O conselheiro não pode se ocupar simplesmente em resolver problemas, pois cairá na tentação de dar a não crentes simples instruções de como viver bem e, caso funcione, estará afastando-os ainda mais de Jesus Cristo. Talvez aqui seja necessário lembrar que Jesus proferiu um de seus “ais” aos fariseus porque eles se esforçavam para fazer um novo converso, e uma vez feito isso, o tornavam filho do inferno duas vezes mais que eles (Mt 23.15). Lembre-se de que o ensino deles era a de salvação pela guarda da lei (distorcida, eu sei), sem um Redentor.

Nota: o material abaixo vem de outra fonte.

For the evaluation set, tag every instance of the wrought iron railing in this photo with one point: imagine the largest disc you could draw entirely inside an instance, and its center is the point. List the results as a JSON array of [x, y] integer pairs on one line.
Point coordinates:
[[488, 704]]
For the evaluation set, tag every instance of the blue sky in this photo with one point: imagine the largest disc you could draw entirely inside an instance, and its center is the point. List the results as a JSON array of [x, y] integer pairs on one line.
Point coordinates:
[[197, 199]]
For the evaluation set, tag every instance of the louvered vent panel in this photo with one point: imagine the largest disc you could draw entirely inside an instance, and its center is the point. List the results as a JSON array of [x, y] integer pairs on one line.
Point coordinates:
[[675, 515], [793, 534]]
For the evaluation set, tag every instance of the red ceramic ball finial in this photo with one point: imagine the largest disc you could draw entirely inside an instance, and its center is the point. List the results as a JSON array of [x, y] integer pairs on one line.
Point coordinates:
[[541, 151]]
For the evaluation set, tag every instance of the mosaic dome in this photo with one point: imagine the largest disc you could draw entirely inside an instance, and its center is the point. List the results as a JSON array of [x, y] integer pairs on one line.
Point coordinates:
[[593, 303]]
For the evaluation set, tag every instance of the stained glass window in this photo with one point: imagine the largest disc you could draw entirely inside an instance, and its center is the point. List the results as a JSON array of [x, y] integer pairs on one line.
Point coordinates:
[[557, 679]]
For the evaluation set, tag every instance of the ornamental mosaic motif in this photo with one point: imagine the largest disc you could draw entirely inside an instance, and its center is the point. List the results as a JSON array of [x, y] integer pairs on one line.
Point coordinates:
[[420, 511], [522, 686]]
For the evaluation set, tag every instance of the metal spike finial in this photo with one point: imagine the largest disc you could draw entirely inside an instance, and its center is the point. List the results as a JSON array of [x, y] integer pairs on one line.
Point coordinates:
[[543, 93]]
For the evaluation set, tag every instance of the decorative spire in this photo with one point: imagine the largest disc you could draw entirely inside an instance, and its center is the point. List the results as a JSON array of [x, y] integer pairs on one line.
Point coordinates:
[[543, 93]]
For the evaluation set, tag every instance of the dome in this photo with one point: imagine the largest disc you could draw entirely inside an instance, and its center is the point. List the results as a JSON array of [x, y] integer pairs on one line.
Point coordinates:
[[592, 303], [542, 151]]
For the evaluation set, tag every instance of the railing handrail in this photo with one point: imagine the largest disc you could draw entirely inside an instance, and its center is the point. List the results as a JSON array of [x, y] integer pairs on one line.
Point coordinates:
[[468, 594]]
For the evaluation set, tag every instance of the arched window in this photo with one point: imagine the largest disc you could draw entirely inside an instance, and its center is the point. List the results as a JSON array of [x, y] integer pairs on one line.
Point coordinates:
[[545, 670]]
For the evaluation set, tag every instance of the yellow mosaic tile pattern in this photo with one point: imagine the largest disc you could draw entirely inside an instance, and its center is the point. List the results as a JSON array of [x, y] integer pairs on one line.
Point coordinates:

O princípio é o mesmo. Da mesma forma que o prosélito (novo convertido), convencido de que poderia ser justificado diante de Deus pela lei, desprezava a Cristo, o não crente que aprende apenas princípios para melhorar seu problema sem se dar conta de sua falta de capacidade, entenderá que não precisa de um Redentor.

Conselheiro, você não pode se contentar com uma meta tão baixa como essa. Isso qualquer terapeuta tem como alvo, segundo a sabedoria deste século. Você precisa querer mais!

Como proceder, então?

Agora, talvez, você esteja exatamente com essa pergunta em mente. É preciso, então, caminhar um pouco mais. Como bem afirmou Welch, “todos os aspectos da vida são vividos diante da face de Deus” – e levando em conta isso – “o aconselhamento bíblico procura lidar com esta característica central da nossa vida, sendo completo somente quando considera nosso relacionamento com Deus e nos dirige a ele”[2].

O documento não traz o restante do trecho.